Monday, July 18, 2005

NYT: "Large Volumne of F.B.I. Files Alarms U.S. Activist Groups" (Eric Lichtblau)


The Federal Bureau of Investigation has collected at least 3,500 pages of internal documents in the last several years on a handful of civil rights and antiwar protest groups in what the groups charge is an attempt to stifle political opposition to the Bush administration.
The F.B.I. has in its files 1,173 pages of internal documents on the American Civil Liberties Union, the leading critic of the Bush administration's antiterrorism policies, and 2,383 pages on Greenpeace, an environmental group that has led acts of civil disobedience in protest over the administration's policies, the Justice Department disclosed in a court filing this month in a federal court in Washington.
The filing came as part of a lawsuit under the Freedom of Information Act brought by the A.C.L.U. and other groups that maintain that the F.B.I. has engaged in a pattern of political surveillance against critics of the Bush administration. A smaller batch of documents already turned over by the government sheds light on the interest of F.B.I. counterterrorism officials in protests surrounding the Iraq war and last year's Republican National Convention.
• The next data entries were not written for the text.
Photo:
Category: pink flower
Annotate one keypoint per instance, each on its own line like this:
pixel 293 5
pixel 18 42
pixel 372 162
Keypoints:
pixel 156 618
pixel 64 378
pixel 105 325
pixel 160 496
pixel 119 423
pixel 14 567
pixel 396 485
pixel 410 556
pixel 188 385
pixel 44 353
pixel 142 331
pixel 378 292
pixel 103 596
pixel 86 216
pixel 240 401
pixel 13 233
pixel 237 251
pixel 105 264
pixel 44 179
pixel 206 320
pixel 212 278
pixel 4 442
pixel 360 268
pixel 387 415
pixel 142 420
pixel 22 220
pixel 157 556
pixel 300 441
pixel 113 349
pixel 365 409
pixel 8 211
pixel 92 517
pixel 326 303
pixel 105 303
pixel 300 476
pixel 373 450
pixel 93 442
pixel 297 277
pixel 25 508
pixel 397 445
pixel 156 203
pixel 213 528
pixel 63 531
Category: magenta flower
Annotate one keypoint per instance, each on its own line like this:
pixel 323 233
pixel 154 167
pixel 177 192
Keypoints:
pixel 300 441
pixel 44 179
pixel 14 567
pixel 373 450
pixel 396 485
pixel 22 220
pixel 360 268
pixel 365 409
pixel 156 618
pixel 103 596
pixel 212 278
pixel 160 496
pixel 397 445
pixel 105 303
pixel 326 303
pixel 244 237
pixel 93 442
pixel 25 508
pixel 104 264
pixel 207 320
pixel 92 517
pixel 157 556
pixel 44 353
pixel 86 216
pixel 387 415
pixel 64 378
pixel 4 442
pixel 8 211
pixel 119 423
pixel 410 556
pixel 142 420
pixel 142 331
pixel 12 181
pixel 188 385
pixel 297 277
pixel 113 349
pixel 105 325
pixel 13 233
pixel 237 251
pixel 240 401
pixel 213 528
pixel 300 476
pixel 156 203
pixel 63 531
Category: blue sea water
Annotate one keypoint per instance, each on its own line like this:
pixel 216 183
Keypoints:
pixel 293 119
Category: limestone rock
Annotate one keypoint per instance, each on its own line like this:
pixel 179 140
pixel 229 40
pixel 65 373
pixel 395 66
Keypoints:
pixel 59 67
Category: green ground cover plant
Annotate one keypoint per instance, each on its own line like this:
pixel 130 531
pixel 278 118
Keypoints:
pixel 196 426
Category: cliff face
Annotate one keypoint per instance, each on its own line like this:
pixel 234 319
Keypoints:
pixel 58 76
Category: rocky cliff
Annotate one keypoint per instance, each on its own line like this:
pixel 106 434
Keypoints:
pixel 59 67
The above is from Eric Lichtblau's "Large Volume of F.B.I. Files Alarms U.S. Activist Groups" in this morning's New York Times.


Also from the article:

Leslie Cagan, the national coordinator for United for Peace and Justice, a coalition of more than 1,000 antiwar groups, said she was particularly concerned that the F.B.I.'s counterterrorism division was discussing the coalition's operations. "We always assumed the F.B.I. was monitoring us, but to see the counterterrorism people looking at us like this is pretty jarring," she said.
At Greenpeace, which has protested both the Bush administration's environmental record and its policies in Iraq, John Passacantando, executive director of the group's United States operation, said he too was troubled by what he had learned.
"If the F.B.I. has taken the time to gather 2,400 pages of information on an organization that has a perfect record of peaceful activity for 34 years, it suggests they're just attempting to stifle the voices of their critics," Mr. Passacantando said.


Life in the Bully Boy's America. (Trust me, you don't want a longer opinion of my disgust over the above topic -- topic, not article. It's an important article.) I will say again that due to the way things are going, it would be a public service if The Nation and The Progressive would make available online their coverage of the Church and Pike Committees. And note that we've returned to bold for quotes as most members seem to favor.